I PRO di uno strumento simile:

  • Liquidità immediata per lo Stato che può così affrontare meglio l’emergenza;
  • Disincentivo all’evasione fiscale;
  • Disintermediazione bancaria (meno tempo, meno costi);
  • Il cittadino onesto che ha sempre pagato le tasse, ora può continuare a pagarle guadagnandoci un 2% di interesse sopra;
  • Titoli liquidi e facili da scambiare anche entro la scadenza e senza intermediari;
  • No double spending;
  • Smart contract e blockchain renderebbero sicure e tracciate le operazioni;
  • Molte aziende sull’orlo del fallimento potrebbero veder saldati i crediti che hanno con lo Stato;
  • L’Italia sarebbe d’esempio nel resto del mondo per aver usato tecnologie emergenti per risollevare l’economia.

Prima di leggere i vostri “se vabbè, non si può fare”, ecco alcuni esempi di chi, sottovoce, negli ultimi mesi sta già facendo esperimenti simili:

1) Banca Popolare Cinese: a dicembre 2019, la PBOC ha emesso 20 miliardi di yuan (2,8 miliardi di dollari) sotto forma di obbligazioni basate su blockchain per poter garantire liquidità e finanziare lo sviluppo di piccole e medie imprese. L’operazione ha avuto un grande successo ed è solo una delle tante operazioni simili che la Cina sta attuando. Si stima che entro il 2023 il tasso di crescita annuale dello sviluppo di progetti finanziari in blockchain in Cina sarà del 65% circa ed il fatturato di applicazioni basate su tecnologia blockchain supererà i 2 miliardi di dollari;

2) Banca Mondiale: ad Agosto 2018, la WB ha emesso il primo bond al mondo mediante blockchain di Ethereum, sostenendo che la tecnologia blockchain possa avere un ruolo chiave per rendere più efficiente e sicuro questo tipo di processo e ridurre il numero ed il costo degli intermediari. Il bond è classificato come “Bond-I” (Blockchain Offered New Debt Instrument). Ad Agosto 2019 ha aumentato l’emissione di questi bond coinvolgendo anche altre banche come ad esempio la Commonwealth Bank of Australia, ciò significa che l’esperimento è piaciuto;

3) Banco Santander: a Settembre 2019, BS ha sfruttato la tecnologia blockchain non solo per la procedura di emissione di un bond, ma anche per la sua custodia, un primo passo fondamentale verso un mercato secondario potenziale per asset tokenizzati (la conversione dei diritti di un bene in un token digitale registrato su blockchain).
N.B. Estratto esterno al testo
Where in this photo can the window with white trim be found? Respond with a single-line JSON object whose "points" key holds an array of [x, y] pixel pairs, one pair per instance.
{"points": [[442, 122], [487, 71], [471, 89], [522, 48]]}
Questi sono solo alcuni esempi di successo recenti, senza citare i tantissimi altri tra cui: Bank of Korea, Berkeley, Bahamas, ecc.
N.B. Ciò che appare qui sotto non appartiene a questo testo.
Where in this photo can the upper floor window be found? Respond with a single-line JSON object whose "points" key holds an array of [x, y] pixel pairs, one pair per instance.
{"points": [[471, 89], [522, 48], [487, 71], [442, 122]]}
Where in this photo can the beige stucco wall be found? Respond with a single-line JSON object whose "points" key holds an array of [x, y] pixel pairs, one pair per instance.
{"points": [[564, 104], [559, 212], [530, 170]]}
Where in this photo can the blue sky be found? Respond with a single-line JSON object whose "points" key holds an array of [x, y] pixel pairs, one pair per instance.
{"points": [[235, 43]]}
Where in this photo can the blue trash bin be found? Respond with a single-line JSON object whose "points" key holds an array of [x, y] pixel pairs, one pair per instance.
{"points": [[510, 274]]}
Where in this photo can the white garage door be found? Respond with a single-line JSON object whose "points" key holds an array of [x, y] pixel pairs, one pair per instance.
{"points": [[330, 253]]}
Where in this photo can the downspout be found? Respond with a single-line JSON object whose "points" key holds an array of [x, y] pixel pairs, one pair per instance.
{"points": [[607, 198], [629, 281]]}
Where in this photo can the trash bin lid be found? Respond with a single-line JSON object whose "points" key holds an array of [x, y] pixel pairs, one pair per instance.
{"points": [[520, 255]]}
Questo articolo non è per l’attuale classe politica, sia chiaro. È per quella che verrà dopo, che sarà nata dopo il 1990, parlerà la lingua della sua generazione e, forse, quel giorno il gap con la generazione passata sarà talmente incolmabile da accendere la miccia di una rivoluzione coraggiosa ed innovativa. Quel Rinascimento (fintecnologico) che questo Paese da troppo tempo aspetta.

Male che va, ci penseremo alla prossima peste.